Creo que son mejores las cosas pequeñas, posibles y agradables (y que me perdone el autor de esta frase, que no pretendo mancillarla con mi verborrea deleznable) que las grandilocuencias que algunas veces nos ponemos como meta y que a lo único que nos llevan es a la frustración de no conseguirlas, a la cerrazón del fracaso y la depresión aguda. Además, como comentaba antes, nos ponemos varias al mismo tiempo y no podemos abarcar ninguna de ellas.

Por eso, para este nuevo año, propongo como alternativa un par de posibilidades, si acaso tres:

La primera debería tener que ver un poco con algo interno nuestro, algo que supusiese un esfuerzo para nosotros mismos. Bien pudiera ser mejorar nuestro aspecto si es algo que necesitásemos, quizá pulir algo de nuestra personalidad que consideremos excesivo o incluso execrable, o podríamos plantearnos cuestiones baladís como mejorar nuestra autoestima haciendo algo que se nos dé bien. La vida de hoy es tan rápida que nos pasamos oleadas de tiempo sin ocuparnos de nosotros mismos, y poco a poco, nos dejamos llevar por los zarandeos de la sociedad que nos va llevando por donde ella quiere y no nos deja ser lo que deberíamos ser. Una cosa es ser uno mismo, y otra cosa distinta ser lo que la sociedad, de manera sibilina y subliminal, te va introduciendo en tu sistema operativo.

En segundo lugar, otro de los objetivos que planteo es hacer algo que nos guste y que suponga un cierto nivel de esfuerzo.

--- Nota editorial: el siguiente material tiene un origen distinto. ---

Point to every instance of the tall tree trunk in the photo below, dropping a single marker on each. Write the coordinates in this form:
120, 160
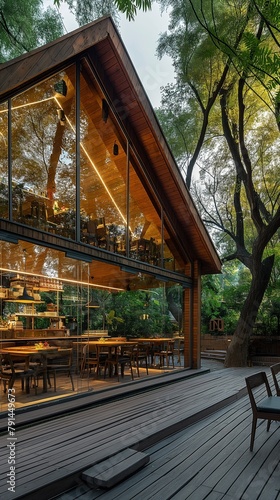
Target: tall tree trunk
237, 353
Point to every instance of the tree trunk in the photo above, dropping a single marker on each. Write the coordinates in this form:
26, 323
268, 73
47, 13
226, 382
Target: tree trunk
237, 354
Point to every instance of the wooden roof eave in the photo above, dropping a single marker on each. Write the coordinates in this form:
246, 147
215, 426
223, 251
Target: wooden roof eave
188, 220
28, 68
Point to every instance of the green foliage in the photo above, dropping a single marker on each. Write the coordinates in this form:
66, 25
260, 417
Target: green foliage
88, 10
25, 26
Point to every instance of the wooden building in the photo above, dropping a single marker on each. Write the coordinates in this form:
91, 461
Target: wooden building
90, 194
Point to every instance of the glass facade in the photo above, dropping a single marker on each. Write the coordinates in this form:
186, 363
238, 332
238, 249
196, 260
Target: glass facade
4, 188
72, 173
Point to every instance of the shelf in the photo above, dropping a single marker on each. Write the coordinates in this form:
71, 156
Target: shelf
30, 315
24, 301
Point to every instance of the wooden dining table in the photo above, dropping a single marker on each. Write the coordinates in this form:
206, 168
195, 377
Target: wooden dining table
111, 346
42, 354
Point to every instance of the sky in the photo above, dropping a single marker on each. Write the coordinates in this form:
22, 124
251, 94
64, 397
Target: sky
140, 39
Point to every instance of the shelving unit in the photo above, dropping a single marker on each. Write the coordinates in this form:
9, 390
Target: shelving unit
33, 285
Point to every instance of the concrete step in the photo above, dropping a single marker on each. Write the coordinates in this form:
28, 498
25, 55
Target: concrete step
213, 354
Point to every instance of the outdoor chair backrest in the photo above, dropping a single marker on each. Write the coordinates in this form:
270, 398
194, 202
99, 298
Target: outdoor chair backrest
275, 369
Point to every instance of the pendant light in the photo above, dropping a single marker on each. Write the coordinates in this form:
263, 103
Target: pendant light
25, 297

Cada uno sabrá lo que ha de ser esa actividad: hay a quien le gusta hacer maquetas y trabajar con las manos, creando algo, y eso siempre es gratificante; hay a quienes nos va más el mundo de lo abstracto y para nosotros pongo en la palestra libros, cultura y esta retahíla de cosas que tenemos en el cerebro y que vamos dejando pasar con indómitas escusas que se nos enredan en los dedos; también se pueden hacer actividades de estudio, o de aprendizaje de algún tipo de labor, como pudiera ser aprender a coser, trabajar con madera, hacer ganchillo, o cursos de cocina. Cualquier cosa que tenga que ver con la creatividad y la ilusión es sumamente positivo y hace que la mente humana se expanda y crezca, y quizá esto es algo que nadie debería dejar apartado en los rincones de las cosas prescindibles; si bien es cierto que en el tiempo libre que tenemos nos apetece relajarnos con actividades que de una manera u otra hacen que nos evadamos del estrés y la rapidez del día a día, también es cierto que son recodos en los que nos vamos perdiendo irremisiblemente y vamos haciendo jirones el tiempo del que inicialmente se nos revistió cuando nacimos y nos dijeron aquello de “ahí tienes la vida, aprovéchala, no sea la única”.

En tercer lugar pongo quizá la que debería guiarnos siempre, y que creo que todas las personas deberían aceptar como válida: respeto al ser humano por encima de todo. Son miles las razones que encontraremos a lo largo del camino para poner excepciones a esta regla, pero todas serán falsas por definición, pues estaremos poniendo a una secuencia lógica basada en un sentimiento irracional (paradoja de lo más interesante) por encima de una vida humana, y eso creo que no tiene razón de ser.

No es necesario aspirar a cotas más altas, mejor un par de objetivos o tres que una miríada de asuntos que no te dejen respirar, mejor unos pocos disfrutes sencillos que la red de deberes, obligaciones y necesidades falsas con que nos rodeamos al caminar por este sendero de una sola dirección. Mejor disfrutar de este paseo que llegar al final sin haberlo visto, enredados en distracciones inútiles.